I have a massive 5M row list of customer, period, and orders and need to attach rolling window lookups of 3, 6, and 12 months. Below is a sample of the data:
I have a dataframe dftest1:
{'period': {0: 201810, 1: 201811, 2: 201812, 3: 201901, 4: 201902, 5: 201903, 6: 201904, 7: 201905, 8: 201906, 9: 201907, 10: 201908, 11: 201909, 12: 201910, 13: 201911, 14: 201912, 15: 202001, 16: 202002, 17: 202003, 18: 202004, 19: 202005, 20: 202006}, 'customer': {0: 'ABC', 1: 'ABC', 2: 'ABC', 3: 'ABC', 4: 'ABC', 5: 'ABC', 6: 'ABC', 7: 'ABC', 8: 'ABC', 9: 'ABC', 10: 'ABC', 11: 'ABC', 12: 'ABC', 13: 'ABC', 14: 'ABC', 15: 'ABC', 16: 'ABC', 17: 'ABC', 18: 'ABC', 19: 'ABC', 20: 'ABC'}, 'orders': {0: 0.0, 1: 0.0, 2: 0.0, 3: 0.0, 4: 0.0, 5: 0.0, 6: 0.0, 7: 0.0, 8: 0.0, 9: 0.0, 10: 0.0, 11: 1.0, 12: 0.0, 13: 0.0, 14: 0.0, 15: 1.0, 16: 0.0, 17: 2.0, 18: 1.0, 19: 1.0, 20: 1.0}}
Now the following runs and delivers exactly what I want but it takes a very long time to run on my full dataset:
dftest1['countOfOrdersLast3months']=''
dftest1['countOfOrdersLast6months']=''
dftest1['countOfOrdersLast12months']=''
for x, y in dftest1.iterrows():
customer = dftest1['customer'].values[x]
currentDate = dftest1['period'].values[x]

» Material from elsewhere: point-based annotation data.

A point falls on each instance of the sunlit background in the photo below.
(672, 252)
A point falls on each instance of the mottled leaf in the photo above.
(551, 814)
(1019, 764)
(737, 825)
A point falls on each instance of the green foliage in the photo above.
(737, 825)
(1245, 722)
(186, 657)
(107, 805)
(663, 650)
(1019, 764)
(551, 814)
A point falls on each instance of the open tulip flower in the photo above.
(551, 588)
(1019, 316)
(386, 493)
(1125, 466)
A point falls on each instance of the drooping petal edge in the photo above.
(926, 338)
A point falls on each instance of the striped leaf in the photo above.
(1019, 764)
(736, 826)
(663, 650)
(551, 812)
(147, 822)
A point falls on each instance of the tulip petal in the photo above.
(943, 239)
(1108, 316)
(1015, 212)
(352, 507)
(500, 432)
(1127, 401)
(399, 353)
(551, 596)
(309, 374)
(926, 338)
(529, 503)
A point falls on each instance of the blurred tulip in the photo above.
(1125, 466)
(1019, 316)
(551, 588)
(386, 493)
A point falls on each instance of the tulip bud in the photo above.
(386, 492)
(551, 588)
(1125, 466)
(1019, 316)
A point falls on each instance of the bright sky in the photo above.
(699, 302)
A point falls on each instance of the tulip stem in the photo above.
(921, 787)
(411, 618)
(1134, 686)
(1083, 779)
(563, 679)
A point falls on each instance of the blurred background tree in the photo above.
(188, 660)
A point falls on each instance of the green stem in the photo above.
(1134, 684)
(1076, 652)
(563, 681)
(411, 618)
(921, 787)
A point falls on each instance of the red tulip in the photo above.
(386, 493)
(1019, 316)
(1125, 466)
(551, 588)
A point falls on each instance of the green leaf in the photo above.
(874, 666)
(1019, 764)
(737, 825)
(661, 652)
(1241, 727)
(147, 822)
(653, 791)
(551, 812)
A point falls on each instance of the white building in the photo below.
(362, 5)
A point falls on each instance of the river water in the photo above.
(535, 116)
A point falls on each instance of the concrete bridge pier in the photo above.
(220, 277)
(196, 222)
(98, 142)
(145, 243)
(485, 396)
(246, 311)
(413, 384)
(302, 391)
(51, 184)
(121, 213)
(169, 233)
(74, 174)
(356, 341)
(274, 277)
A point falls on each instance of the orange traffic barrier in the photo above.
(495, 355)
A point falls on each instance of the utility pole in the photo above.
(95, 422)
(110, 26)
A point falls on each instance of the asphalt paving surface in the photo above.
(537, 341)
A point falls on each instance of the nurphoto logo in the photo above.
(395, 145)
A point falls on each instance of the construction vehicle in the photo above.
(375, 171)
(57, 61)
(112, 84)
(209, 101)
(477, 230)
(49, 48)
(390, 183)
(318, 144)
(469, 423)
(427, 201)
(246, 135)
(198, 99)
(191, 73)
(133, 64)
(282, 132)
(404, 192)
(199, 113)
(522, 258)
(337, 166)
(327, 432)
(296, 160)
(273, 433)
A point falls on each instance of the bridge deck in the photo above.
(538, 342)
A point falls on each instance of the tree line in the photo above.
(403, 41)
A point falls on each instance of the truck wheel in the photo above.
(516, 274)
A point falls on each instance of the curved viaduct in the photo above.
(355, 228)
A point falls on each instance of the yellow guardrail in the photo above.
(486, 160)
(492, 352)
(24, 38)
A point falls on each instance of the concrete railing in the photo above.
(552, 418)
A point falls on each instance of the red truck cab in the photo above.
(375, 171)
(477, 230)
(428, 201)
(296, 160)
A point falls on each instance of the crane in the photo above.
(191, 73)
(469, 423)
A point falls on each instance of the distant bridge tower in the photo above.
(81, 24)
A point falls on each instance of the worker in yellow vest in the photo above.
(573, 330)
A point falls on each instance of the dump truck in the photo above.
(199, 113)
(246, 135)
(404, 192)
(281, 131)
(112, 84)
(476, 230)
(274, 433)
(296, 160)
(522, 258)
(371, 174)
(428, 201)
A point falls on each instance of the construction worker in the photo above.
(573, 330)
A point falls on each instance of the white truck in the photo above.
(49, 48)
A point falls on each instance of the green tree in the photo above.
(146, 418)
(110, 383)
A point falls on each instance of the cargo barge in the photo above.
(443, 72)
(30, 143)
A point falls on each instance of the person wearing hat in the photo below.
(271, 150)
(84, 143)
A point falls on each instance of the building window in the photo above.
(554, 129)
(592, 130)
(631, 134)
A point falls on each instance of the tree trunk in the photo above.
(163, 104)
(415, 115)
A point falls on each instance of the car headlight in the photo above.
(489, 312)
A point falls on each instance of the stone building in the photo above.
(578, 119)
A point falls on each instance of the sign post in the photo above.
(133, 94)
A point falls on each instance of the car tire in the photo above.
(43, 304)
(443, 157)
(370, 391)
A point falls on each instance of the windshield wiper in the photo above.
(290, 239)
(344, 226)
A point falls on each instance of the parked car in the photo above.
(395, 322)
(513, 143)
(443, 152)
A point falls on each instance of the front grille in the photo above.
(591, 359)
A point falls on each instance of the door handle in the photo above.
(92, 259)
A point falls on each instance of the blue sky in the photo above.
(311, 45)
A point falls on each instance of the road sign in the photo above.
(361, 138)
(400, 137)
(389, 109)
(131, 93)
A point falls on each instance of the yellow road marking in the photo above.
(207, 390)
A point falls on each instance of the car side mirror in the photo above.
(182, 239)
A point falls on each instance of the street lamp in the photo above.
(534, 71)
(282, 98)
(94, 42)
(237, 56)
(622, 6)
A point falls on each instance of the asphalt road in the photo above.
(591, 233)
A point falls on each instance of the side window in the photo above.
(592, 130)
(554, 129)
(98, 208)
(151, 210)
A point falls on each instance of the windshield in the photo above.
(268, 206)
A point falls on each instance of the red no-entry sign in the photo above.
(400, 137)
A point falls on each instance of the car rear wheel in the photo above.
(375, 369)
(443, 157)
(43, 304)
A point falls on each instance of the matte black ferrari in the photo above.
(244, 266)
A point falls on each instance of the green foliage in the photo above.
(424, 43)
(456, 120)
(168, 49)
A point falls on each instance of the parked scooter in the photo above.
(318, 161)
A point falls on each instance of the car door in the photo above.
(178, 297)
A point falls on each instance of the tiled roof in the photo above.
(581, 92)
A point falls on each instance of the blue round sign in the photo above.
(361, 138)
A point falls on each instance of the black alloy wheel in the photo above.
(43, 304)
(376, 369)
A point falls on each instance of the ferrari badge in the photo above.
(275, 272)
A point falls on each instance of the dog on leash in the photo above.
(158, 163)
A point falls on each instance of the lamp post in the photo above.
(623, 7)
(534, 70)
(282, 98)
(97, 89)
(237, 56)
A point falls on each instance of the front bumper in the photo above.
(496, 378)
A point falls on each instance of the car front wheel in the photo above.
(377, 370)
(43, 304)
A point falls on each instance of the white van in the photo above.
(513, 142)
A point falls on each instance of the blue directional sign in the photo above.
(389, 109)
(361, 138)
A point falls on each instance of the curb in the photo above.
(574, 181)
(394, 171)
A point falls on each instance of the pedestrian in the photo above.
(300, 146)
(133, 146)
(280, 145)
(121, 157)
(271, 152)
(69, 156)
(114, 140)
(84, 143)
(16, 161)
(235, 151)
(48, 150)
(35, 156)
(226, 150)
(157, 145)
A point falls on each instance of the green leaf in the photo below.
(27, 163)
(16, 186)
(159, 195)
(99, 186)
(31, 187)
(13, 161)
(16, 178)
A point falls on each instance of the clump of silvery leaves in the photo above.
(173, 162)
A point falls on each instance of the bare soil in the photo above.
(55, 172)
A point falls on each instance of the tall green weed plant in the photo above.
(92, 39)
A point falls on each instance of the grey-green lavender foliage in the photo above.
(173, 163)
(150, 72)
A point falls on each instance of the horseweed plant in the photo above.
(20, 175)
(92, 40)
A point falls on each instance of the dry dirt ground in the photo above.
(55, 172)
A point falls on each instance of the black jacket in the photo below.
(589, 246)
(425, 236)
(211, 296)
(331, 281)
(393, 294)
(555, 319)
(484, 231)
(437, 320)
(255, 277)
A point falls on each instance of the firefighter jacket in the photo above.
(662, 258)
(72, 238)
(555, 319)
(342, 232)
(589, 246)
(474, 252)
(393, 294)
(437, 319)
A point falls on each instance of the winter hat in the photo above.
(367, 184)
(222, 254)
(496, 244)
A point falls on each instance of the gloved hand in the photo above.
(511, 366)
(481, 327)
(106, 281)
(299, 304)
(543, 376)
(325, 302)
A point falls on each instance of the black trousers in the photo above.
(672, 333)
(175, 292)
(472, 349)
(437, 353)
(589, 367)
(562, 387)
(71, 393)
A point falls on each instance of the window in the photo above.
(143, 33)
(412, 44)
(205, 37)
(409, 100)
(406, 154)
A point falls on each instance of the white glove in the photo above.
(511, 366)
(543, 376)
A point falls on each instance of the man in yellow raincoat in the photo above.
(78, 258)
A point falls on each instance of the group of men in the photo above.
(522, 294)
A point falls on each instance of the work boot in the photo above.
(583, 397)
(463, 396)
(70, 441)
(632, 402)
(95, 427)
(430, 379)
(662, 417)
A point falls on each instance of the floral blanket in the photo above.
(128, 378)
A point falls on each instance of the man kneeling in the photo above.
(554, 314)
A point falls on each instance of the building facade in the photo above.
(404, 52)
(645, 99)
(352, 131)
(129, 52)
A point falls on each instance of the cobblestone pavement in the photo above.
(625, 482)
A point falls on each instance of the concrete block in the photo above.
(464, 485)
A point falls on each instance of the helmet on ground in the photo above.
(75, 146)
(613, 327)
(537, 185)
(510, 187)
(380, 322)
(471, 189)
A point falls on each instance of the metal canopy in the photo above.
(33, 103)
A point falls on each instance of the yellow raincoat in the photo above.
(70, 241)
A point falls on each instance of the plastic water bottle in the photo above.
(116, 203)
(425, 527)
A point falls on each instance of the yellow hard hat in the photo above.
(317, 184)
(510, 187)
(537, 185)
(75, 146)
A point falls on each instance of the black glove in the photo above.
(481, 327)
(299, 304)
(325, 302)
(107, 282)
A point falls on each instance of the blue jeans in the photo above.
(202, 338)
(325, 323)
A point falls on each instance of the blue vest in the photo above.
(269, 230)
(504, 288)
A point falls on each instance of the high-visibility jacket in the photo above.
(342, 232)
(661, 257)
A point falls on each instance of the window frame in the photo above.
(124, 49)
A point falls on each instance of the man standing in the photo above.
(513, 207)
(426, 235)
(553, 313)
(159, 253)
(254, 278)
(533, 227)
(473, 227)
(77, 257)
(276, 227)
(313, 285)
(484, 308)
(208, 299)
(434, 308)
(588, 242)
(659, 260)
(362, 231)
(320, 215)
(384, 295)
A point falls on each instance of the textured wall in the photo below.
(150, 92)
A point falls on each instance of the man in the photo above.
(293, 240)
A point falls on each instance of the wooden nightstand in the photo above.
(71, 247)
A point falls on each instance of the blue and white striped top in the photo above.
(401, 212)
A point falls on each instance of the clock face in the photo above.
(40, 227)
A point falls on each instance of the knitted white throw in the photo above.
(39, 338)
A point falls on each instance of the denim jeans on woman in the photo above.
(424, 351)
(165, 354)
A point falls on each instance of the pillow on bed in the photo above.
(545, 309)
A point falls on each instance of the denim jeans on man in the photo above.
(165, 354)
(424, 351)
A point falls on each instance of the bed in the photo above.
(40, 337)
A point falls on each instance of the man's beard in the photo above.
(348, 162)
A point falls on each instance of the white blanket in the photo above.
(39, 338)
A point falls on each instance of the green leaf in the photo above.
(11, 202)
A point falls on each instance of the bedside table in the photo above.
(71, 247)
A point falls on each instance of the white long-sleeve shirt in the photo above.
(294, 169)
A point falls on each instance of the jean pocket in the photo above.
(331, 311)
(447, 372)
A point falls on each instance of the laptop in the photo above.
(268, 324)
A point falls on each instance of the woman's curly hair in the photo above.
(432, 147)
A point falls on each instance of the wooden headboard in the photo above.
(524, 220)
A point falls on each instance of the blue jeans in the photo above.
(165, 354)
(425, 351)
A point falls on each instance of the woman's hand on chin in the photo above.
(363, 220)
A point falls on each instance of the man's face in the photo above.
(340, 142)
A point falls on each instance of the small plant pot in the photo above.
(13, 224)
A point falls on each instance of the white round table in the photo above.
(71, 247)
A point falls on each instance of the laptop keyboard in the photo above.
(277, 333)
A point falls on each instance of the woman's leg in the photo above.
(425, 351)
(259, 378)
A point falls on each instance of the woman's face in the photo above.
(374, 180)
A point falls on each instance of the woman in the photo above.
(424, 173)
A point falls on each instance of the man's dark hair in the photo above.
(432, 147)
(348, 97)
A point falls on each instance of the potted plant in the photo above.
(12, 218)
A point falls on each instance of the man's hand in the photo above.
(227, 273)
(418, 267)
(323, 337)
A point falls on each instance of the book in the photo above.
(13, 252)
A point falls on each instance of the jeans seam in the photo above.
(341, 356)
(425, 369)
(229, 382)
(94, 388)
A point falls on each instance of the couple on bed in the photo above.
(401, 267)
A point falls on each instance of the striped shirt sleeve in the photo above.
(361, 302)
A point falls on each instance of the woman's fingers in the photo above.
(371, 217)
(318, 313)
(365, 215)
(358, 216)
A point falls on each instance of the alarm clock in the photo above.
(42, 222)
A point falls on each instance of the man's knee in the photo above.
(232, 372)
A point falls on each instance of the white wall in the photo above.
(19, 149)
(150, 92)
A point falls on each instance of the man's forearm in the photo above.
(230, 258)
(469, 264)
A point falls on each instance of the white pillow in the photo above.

dftest1['countOfOrdersLast3months'].values[x] = dftest1[(dftest1['customer']==customer) & ((dftest1['period'] > currentDate-3) & (dftest1['period'] <= currentDate))]['orders'].sum()
dftest1['countOfOrdersLast6months'].values[x] = dftest1[(dftest1['customer']==customer) & ((dftest1['period'] > currentDate-6) & (dftest1['period'] <= currentDate))]['orders'].sum()
dftest1['countOfOrdersLast12months'].values[x] = dftest1[(dftest1['customer']==customer) & ((dftest1['period'] > currentDate-12) & (dftest1['period'] <= currentDate))]['orders'].sum()
dftest1.head()
Is there a better way to do this faster?